Las manos que sueñan y las manos que salvan


Un review de “The Hands of Man” – Chris de Burgh

Nacido en las vastas llanuras de Venado Tuerto, en la provincia de Santa Fe, Argentina, Christopher John Davison —conocido en el mundo como Chris de Burgh— lleva en su sangre un pedazo de tierra pampeana. Aunque creció entre Irlanda y otros horizontes diplomáticos, ese origen argentino parece haberle regalado una sensibilidad profunda, capaz de mirar al ser humano con la misma mezcla de asombro y ternura con que se contempla un atardecer sobre el campo infinito.

Y es precisamente esa mirada la que ilumina “The Hands of Man”, la canción que abre su álbum homónimo de 2014. Hay temas que no se limitan a sonar; se posan suavemente sobre el alma como la primera luz del amanecer sobre un campo recién arado. Esta pieza nos recuerda, con ternura y sin dramatismo barato, la extraordinaria dualidad que habita en cada ser humano.

Desde los primeros acordes, la voz cálida y madura de de Burgh nos invita a mirar nuestras propias manos. No con juicio, sino con asombro:

“These are the hands that build cathedrals These are the hands that feed the world These are the hands that kill the ones we heal These are the hands of man…”
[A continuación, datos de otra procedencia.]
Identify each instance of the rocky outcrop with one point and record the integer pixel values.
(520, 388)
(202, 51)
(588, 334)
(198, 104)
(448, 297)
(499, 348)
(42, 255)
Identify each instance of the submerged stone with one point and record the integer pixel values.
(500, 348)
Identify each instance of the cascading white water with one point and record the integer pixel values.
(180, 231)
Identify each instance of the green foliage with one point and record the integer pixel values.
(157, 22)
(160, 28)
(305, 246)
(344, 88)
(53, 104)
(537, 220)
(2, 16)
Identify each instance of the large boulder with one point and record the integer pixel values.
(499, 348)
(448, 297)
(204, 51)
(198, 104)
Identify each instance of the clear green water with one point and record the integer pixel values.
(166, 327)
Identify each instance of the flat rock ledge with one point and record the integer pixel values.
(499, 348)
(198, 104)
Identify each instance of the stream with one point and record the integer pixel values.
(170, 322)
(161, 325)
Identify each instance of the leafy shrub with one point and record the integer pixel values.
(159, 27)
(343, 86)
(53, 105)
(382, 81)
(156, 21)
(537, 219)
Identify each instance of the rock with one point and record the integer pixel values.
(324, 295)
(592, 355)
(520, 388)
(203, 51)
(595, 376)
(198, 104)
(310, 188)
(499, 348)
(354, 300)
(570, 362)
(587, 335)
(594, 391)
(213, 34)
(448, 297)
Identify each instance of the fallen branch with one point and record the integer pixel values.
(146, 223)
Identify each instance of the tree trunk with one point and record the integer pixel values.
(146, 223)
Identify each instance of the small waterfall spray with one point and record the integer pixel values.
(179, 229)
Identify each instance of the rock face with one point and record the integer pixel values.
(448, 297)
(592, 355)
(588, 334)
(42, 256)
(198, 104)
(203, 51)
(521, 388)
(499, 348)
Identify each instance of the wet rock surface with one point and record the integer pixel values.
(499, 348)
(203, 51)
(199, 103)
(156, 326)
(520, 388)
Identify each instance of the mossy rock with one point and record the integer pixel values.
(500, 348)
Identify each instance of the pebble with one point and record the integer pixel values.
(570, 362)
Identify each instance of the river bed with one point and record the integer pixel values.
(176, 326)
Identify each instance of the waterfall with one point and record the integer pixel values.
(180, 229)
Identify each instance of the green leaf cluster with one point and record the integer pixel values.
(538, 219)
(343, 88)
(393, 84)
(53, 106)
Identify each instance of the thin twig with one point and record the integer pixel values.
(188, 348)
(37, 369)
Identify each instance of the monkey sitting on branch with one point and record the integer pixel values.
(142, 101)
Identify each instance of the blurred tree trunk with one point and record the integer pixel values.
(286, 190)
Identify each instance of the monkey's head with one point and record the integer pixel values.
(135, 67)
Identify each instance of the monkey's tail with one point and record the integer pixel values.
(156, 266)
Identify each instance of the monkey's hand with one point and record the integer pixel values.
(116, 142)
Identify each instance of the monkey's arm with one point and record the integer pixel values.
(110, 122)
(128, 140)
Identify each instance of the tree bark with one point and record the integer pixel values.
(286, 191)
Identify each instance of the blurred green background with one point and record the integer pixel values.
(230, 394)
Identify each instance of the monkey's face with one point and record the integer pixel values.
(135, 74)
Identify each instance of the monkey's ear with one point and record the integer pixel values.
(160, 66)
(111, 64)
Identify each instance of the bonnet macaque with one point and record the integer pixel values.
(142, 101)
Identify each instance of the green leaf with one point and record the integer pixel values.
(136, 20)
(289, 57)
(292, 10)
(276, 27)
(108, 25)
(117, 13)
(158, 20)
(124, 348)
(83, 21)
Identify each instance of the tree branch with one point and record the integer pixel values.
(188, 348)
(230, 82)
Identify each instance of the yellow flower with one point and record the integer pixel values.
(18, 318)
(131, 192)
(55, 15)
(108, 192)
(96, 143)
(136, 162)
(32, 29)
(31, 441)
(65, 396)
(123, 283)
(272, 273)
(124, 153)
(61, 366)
Qué belleza tan dolorosa y, al mismo tiempo, qué esperanza tan profunda. Porque el mismo instrumento —la mano humana— que puede empuñar una espada o apretar un gatillo es el que levanta catedrales hacia el cielo, el que siembra semillas, el que acaricia una frente febril, el que escribe poemas y el que mece a un niño hasta que se duerma.

Chris de Burgh no cae en la trampa del cinismo fácil. No nos deja varados en la oscuridad de nuestra propia contradicción. Al contrario, la canción se convierte en un himno sutil a la capacidad de elegir. Cada verso es un recordatorio sereno: las manos del hombre han escrito tanto la historia de la guerra como la historia del amor. Han destruido ciudades y han reconstruido sueños. Han cavado tumbas y han plantado jardines sobre ellas.

Y aquí surge, casi sin ser llamada, una resonancia más profunda. Esas catedrales que mencionamos no son solo monumentos de piedra; son plegarias elevadas en piedra y vidrieras, lugares donde el hombre, con sus manos imperfectas, ha intentado tocar lo divino. Las mismas manos que han herido han sido también las que, a lo largo de los siglos, han pintado frescos en capillas, han tallado imágenes de santos y han sostenido el pan y el vino en altares silenciosos.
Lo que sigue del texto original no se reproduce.